Titre : Le Chevalier Servant

Résumé : Harry jouait à la roulette russe avec se sort. Il le savait, mais il ne voulait que protéger les siens de la mort.
Cependant, quand-on meurt et revit on a tendance à en apprendre bien trop pour son propre bien

Paring : Yaoi/M/Secret

Disclamé : L'univers n'appartient pas à Noyr Desyre pour son plus grand malheur.
Tous les OC sont sa propriété, elle vous demandera de ne pas voler ses idées ou personnages sans lui en parler.

Serelya Prongs: Merci beaucoup, ce chapitre devrait te ravir :)

Harriet : Merci Harriet :) J'espère que le chapitre qui suit te fera tout autant plaisir que les précédents !

Guest: Je suis heureuse de voir que tu aimes, voici des éléments de réponse à tes questions :)

Mitub: Merci beaucoup, la suite ci-dessous, en espérant rester intéressante et originale :)

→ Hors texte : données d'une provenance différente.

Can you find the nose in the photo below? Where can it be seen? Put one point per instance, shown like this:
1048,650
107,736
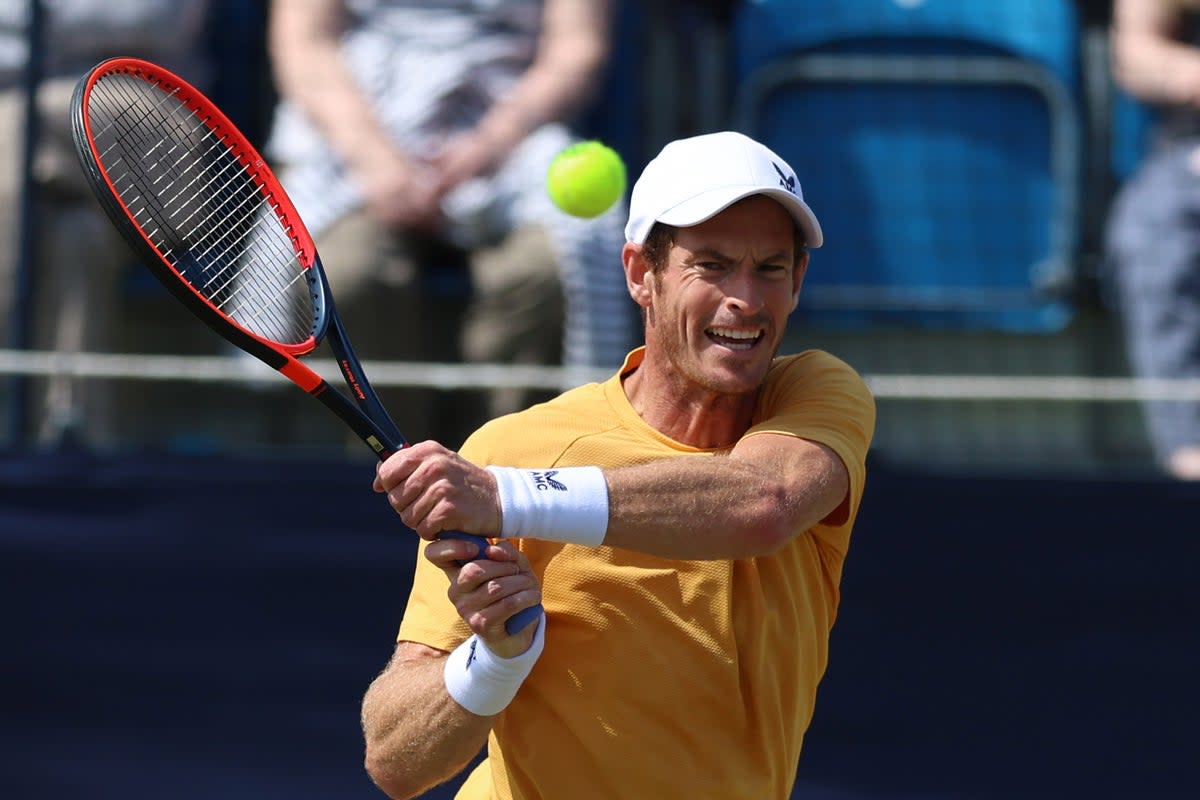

qqn: J'écris toujours bien que je sois très très lente :) La suite ci-dessous bonne lecture !

Artemis: que de compliments ! Merci beaucoup, j'espère ne pas te décevoir avec ce chapitre 8 !

Lady dragonnia: la suite ne demande qu'à être lue :)

Gabriel A.J: Tu devrais aimer cette suite je pense :)

Anonyme: j'espère que ce chapitre te plaira tout autant que les précédents alors :)

Pouuf: heureuse de voir que mes idées changent des autres, j'espère que la suite continuera à te plaire !

Lana: Je suis heureuse de voir que tu considères ma fiction comme une bonne histoire. Ci-dessous la suite, tu vois elle n'est pas abandonné je suis juste hyper lente à écrire :)

entarielle: Qu'elle déclaration d'amour :) Merci beaucoup !


Chapitre 8

Aiden s'arrêta devant le tableau protégeant la chambre qui était attribuée au Devin, penchant légèrement la tête de côté avant de redéposer sa charge à terre.

-Nous ne sommes pas suivi Aiden ?

Il eut un instant de silence, comme si le Haineko vérifiait avant de secouer la tête sans dire le moindre mot.

-Aiden, personne n'entre. Ordonna Harry tout en donnant tout bas le mot de passe, pénétrant dans sa chambre.

Le Haineko le suivi, restant dos à la porte qui se refermait, dans une posture qui se voulait nonchalante. Harry fit quelques pas, ne montrant pas la moindre surprise quand une silhouette sortit de l'ombre.

-Je vous remercie d'avoir bien voulu vous prêter à cette mascarade. J'espère que vous voudrais bien m'excuser de vous avoir demandé de jouer une telle comédie. Vous comprendrez que ma position est … délicate.

Le Devin s'inclina légèrement devant la Goule qui lui faisait face.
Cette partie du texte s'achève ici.